The UMH research team is also made up of the professor from the Department of Agri-Food Technology of the UMH Ángel Carbonell, as well as members of this Department and that of Professor Pilar Legua. After months of work, they have managed to find the ideal formula for the production of two modalities: a 40º lemon liquor and another 20º, each of them with their corresponding characteristics and advisable to take before or after meals.
Added value to lemon production
As explained by the UMH Legua researcher, “the idea arose in response to the concern of Javier Vidal, executive director of Vega Scorza, to give added value to the production of lemon from Vega Baja. Murcia and Alicante concentrate more than 85% of lemon production in Spain, production that is exported fresh mostly, but there is a great vacuum in terms of liqueurs produced with this fruit in origin. After the initial approach, we saw the possibility of making a liqueur with fruit from this region, grown organically and without any type of additives, something totally new and which makes the final product unique and unrepeatable. ”

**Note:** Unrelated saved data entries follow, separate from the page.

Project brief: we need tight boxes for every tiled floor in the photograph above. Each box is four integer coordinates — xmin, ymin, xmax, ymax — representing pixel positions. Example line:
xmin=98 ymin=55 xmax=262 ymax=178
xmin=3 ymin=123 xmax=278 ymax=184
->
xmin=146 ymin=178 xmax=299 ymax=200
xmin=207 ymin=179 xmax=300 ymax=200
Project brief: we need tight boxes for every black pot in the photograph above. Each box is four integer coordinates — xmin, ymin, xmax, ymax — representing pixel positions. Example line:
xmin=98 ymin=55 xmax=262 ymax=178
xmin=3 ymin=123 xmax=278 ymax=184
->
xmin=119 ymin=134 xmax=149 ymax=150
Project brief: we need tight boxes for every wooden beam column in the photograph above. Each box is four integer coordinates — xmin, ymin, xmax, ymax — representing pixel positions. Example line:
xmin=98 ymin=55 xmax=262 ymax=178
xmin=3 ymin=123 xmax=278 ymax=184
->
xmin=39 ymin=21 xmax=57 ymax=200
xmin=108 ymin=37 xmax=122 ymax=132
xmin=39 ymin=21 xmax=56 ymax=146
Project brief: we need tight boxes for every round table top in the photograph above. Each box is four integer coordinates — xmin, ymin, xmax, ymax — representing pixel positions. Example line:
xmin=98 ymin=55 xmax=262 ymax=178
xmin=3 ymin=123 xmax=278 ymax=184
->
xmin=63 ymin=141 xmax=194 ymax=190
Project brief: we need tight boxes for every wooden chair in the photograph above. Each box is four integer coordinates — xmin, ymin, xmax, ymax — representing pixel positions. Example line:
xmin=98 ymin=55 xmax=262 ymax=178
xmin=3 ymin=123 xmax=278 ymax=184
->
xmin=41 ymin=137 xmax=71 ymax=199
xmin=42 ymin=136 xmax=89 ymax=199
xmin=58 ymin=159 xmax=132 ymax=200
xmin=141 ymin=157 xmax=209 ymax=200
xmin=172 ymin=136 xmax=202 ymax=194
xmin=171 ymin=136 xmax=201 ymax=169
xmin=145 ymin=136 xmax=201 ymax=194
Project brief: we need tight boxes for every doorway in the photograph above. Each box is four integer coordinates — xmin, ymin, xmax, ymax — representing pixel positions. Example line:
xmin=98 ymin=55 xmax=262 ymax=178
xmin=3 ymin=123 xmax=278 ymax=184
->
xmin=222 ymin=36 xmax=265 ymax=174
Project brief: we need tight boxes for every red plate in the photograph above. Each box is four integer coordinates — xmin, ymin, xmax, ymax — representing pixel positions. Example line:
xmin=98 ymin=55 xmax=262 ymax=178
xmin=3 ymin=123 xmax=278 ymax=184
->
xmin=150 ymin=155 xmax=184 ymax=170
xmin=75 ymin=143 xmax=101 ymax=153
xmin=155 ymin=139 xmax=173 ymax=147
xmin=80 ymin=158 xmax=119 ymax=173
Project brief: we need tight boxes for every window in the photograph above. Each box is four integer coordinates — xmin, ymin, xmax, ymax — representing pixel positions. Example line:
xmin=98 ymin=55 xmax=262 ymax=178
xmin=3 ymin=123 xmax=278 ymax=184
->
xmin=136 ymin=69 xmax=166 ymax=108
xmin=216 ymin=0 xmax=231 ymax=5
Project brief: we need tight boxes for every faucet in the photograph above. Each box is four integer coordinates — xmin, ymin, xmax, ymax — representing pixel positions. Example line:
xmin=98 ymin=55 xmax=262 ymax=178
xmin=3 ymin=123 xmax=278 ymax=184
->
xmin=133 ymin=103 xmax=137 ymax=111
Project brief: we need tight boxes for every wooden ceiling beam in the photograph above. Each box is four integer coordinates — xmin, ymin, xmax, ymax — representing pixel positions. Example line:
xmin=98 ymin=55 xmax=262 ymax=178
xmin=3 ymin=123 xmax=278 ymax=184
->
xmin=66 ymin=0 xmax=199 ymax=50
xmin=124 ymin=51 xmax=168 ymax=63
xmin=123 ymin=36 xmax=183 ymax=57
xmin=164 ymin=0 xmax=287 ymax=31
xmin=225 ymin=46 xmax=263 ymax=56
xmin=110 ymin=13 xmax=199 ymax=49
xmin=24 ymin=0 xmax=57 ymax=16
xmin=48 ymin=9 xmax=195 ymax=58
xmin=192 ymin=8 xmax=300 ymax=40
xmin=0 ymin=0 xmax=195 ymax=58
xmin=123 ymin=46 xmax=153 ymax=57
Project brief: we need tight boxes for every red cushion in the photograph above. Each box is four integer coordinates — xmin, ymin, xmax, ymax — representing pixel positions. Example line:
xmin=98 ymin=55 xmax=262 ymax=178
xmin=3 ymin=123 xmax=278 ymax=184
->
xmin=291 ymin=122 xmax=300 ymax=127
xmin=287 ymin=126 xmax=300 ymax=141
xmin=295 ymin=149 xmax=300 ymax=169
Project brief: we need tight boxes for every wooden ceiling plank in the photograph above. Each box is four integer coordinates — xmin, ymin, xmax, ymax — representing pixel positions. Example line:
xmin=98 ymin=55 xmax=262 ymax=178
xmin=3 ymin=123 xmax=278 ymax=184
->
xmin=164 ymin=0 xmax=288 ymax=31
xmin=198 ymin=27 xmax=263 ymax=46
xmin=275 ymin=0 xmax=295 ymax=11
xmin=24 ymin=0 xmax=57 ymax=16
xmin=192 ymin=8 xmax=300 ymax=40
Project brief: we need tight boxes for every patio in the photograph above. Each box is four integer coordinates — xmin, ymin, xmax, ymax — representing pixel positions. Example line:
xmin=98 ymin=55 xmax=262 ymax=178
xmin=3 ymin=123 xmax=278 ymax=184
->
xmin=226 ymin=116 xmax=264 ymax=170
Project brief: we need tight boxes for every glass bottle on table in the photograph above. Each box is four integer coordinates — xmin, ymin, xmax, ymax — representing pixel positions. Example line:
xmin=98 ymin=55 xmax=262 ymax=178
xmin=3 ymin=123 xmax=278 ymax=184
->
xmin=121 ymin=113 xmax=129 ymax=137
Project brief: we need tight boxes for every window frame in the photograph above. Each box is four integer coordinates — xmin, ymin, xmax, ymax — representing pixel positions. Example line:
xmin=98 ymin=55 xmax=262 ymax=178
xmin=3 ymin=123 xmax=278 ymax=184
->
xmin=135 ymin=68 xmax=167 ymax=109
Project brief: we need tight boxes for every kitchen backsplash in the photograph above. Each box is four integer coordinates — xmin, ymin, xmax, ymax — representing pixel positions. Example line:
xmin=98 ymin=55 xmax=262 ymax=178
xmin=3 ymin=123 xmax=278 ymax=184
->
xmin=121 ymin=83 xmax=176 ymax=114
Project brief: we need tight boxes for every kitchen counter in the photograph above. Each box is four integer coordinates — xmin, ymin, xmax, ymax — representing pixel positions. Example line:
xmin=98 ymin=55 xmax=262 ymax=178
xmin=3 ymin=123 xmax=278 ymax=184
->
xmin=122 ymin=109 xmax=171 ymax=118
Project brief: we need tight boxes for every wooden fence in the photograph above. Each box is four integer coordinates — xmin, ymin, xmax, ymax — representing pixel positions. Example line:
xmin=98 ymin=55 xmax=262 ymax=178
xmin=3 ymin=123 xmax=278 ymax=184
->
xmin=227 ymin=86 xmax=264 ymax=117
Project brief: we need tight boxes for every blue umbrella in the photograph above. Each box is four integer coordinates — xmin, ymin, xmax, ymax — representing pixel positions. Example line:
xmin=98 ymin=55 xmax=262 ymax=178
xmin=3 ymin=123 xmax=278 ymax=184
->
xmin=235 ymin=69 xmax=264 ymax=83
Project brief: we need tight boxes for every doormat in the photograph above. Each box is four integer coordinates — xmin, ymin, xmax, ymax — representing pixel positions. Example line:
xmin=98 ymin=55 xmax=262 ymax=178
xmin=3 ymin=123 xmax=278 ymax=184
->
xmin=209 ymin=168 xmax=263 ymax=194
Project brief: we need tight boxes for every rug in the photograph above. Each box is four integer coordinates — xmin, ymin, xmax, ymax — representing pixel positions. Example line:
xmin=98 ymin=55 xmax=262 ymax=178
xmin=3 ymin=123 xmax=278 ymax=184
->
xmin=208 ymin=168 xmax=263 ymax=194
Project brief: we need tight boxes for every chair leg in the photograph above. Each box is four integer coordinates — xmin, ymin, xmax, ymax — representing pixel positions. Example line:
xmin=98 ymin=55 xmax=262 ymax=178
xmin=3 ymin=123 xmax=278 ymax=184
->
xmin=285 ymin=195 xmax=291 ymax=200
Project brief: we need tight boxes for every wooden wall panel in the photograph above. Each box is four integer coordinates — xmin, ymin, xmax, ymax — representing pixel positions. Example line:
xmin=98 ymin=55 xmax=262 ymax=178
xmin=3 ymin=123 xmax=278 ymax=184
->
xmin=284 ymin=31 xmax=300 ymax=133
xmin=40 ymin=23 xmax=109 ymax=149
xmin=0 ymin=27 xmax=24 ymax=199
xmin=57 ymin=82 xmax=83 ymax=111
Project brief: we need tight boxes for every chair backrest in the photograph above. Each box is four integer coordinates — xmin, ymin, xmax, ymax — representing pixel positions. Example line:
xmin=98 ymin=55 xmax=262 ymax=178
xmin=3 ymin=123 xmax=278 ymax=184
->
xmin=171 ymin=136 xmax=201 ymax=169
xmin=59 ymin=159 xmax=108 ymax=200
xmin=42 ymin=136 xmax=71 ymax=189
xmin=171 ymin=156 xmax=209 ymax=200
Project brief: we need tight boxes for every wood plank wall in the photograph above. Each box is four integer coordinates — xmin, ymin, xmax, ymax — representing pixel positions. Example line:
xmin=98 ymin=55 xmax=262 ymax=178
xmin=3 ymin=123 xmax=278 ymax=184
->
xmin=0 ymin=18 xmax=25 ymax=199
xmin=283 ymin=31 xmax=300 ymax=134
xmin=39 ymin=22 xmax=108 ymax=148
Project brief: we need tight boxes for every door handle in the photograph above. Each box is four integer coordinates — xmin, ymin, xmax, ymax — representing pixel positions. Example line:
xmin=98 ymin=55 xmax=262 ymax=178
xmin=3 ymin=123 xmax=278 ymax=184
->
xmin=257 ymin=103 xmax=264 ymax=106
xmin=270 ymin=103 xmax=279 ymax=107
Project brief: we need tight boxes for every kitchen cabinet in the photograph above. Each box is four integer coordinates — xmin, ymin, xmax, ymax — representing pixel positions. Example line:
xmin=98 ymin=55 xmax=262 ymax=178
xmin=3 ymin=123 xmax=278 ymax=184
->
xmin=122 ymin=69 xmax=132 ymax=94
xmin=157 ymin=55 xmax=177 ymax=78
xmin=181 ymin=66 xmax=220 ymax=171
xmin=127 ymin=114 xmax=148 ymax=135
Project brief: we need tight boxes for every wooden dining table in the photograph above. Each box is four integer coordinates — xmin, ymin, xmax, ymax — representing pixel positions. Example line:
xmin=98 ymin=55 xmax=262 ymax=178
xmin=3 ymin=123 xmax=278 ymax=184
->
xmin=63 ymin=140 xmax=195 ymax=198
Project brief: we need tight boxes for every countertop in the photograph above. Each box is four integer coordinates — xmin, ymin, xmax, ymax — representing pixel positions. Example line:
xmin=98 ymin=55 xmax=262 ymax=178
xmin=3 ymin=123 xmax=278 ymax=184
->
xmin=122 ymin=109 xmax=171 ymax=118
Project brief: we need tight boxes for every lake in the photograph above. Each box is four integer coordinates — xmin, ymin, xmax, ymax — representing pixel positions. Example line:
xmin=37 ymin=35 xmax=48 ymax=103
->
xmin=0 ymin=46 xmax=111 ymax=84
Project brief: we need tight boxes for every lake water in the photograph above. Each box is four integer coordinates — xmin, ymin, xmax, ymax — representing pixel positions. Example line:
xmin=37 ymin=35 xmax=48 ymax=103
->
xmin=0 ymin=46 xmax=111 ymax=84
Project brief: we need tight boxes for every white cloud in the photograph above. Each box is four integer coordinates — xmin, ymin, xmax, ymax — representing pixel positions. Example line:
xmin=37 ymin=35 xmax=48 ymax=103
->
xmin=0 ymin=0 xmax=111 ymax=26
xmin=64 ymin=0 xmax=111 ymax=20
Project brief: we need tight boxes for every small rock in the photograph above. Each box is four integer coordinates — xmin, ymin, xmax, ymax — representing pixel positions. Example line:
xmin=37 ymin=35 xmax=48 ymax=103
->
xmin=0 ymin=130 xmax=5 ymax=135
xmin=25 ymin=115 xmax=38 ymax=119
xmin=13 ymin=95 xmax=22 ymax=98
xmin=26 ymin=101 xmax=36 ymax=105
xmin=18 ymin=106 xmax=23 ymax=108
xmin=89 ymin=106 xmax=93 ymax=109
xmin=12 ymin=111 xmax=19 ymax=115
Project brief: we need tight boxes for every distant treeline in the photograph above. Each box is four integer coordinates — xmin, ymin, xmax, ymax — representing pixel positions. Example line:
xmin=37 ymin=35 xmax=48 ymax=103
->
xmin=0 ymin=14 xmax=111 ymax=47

Thus, Vega Scorza is a lemon liqueur produced exclusively with lemons from organic farming in the Vega Baja. In the elaboration process, both the fruit and the leaf of this fruit tree are used, something in which the proximity of the raw material to the winery where the liquor is made also plays a fundamental role, since it allows use freshly picked lemons, which affects the characteristics of the final product. As the UMH professor has pointed out, “one of the premises when starting the project was that all the ingredients should be natural, without preservatives or dyes, which confers a unique and genuine flavor”.
For its elaboration, the Fino and Verna lemon varieties are used, from certified organic cultivation and without any post-harvest treatment. “La Vega Baja concentrates most of the Spanish production of this citrus. This allows the availability of raw materials throughout the year, which is why freshly collected organic lemons are used at all times and without any conservation. In this way, the essential oils of the bark remain intact, providing a very characteristic freshness to the product, “concluded Pilar Legua.
The joint work between the UMH and Vega Scorza continues with several open lines of research in order to take advantage of the parts of the lemon not used in the production of the drink and its application in other areas such as that of cosmetics.